ブラキス版ワンドロ&ワンライ第12回(最終回)でのお題から『指切り』+第11回のお題の『キス』を使って書いた話です。
ロスト・ゼロ後、ディノがいなくなってから間もなくくらいの頃。+20分ほど。
企画&運営ありがとうございました!

ディノがいなくなって以降、キースはそれまであまり口にしなかった酒に溺れるようになり、よく酔い潰れるようになった。
今日もキースがよく訪れるバーで酔い潰れたと連絡を貰い、キースを迎えに行き、ヤツの家までこうして連れて帰ってきた。
10期生としてタワーで数年の共同生活を送った後、キースは所属することになったウエストに家を借りて生活するようになったが、ここ数ヶ月は訪れる度に床に転がる酒瓶の数が増えているような気がする。
あれほど、酒に溺れるのはごめんだと、父親のようにはなりたくないと言っていたというのに。
キースの飲み方は酒を楽しむというよりも、自分を傷つけているようにも見える。
微かに胸の奥に感じた痛みを押し込め、ベッドにキースを放り込み、キッチンから水を持ってこようとしたところで、酔い潰れていたはずのキースが俺の腕を掴んだ。
予想していなかった動きに加え、思いの外、力が籠められていたことで、よろめいてキースに覆い被さるような形になる。
とっさに腕をついて、キースを潰さないようにはしたが、キースの方が俺の体に腕を回して体を密着させた。

「おい、キース離せ」
「やだ、行くなって……」
「水を持ってくるだけだ。
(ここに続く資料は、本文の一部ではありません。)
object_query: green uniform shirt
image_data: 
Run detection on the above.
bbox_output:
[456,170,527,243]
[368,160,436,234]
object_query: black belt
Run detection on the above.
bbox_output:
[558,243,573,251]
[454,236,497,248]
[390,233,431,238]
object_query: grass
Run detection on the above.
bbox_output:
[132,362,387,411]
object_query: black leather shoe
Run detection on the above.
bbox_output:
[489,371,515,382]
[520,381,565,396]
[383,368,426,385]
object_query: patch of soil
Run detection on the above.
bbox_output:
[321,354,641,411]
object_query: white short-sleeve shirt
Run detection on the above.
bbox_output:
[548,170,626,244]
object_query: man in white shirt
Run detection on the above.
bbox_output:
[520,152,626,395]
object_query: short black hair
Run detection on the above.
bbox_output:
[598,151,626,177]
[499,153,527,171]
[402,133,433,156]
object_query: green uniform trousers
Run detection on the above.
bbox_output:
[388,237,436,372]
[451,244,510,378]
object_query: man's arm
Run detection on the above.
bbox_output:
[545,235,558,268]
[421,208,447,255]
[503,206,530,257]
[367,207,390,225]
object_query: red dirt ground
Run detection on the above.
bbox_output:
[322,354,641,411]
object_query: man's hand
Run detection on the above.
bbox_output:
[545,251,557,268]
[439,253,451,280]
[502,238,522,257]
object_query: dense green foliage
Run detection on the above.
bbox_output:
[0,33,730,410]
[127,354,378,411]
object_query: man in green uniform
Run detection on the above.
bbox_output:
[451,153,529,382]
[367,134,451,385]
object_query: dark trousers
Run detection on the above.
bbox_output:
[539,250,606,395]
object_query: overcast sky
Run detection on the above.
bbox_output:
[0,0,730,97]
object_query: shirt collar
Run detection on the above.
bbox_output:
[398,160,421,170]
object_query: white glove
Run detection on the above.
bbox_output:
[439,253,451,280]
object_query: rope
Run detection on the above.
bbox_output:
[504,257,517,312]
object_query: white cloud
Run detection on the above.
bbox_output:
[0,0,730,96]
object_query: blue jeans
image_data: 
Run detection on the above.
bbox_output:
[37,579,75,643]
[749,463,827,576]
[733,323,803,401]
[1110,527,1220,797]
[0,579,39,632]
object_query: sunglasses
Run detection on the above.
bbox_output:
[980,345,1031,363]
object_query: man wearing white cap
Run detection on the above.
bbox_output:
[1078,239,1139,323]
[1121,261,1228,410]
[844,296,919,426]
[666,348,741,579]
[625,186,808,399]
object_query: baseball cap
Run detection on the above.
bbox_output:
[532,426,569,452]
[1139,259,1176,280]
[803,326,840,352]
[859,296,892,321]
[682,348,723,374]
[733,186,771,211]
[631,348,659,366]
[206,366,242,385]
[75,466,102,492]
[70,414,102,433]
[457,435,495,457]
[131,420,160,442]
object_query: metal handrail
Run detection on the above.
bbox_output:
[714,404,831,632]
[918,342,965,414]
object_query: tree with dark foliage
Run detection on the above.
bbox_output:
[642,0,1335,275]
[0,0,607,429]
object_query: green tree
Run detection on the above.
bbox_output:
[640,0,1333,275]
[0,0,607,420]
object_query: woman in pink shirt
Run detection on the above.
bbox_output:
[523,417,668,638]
すぐ戻る」
「行くなよ、ブラッド……お前は……ここ、に……いて」

益々、力の籠められた腕。
強引に腕を振りほどくことも出来ただろうが、行くなと口にしたときの響きが妙にもの悲しく聞こえたせいか、振りほどくことに躊躇いが生じた。
数分もすれば、完全に眠りに落ちて力も入らなくなるだろうと諦め、体の力を抜いて体重をそのままキースに預ける。
自分と大して変わらない体格の男だ。結構な重さを感じているだろうに、キースが笑ったのが伝わった。
――キースの笑い声を聞いたのは久し振りのような気がする。
ただ、やはりどこかその笑う声に悲しい響きが混じっているように思えた。
表情を確認しようと思ったが、頭を上げようとしたところでキースがそれを止める。
今の顔を見られたくないのかと判断して、再び体の力を抜いた。

「…………これでいいか」
「ん……そうそう、これでいい……お前はどこにもいかない……ってやく、そく……」
「キース」
「おいて、いくな……よ……約束した、からな……」

キースの指が俺の小指を握りこんだ。
約束、と言いながらの行動だから、本人はこれで指切りのつもりなのかもしれない。
もっとも、酔っ払っているキースに行動の如何を問いかけたところで無駄だろう。
明日にはきっと何もかも忘れている。
俺がこの家までキースを運んだことも、キースが俺に行くなとねだったことも、一方的に投げつけた約束も。
読み通り、キースが眠りに落ちて、力の緩み始めた指からそっと小指を抜き取り、そのまま指を離す前に少しだけキースの小指に自分の小指を絡めた。

「――置いてなどいくものか」

ディノについて本当のことを告げてやれない後ろめたさはあるが、それでもキースに今言うわけにはいかない。
事実を言ってしまえば、俺を置いていってしまうのはきっとお前だ。
それだけはさせない。させてたまるものか。

「お前を置いてなどいかないから、お前も俺を置いていくな」
「…………ん……」

キースに聞かせるためではなく、自分に言い聞かせるように呟いた言葉にキースが反応した。
まともな返事などではないとわかっているが、それでも少しだけ心が落ち着いたのを自覚する。
置いていくなと、もう一度心の中で呟きながら、すっかり煙草と酒の匂いが纏わり付いたキースの髪を軽く撫でてからそっと口付けた。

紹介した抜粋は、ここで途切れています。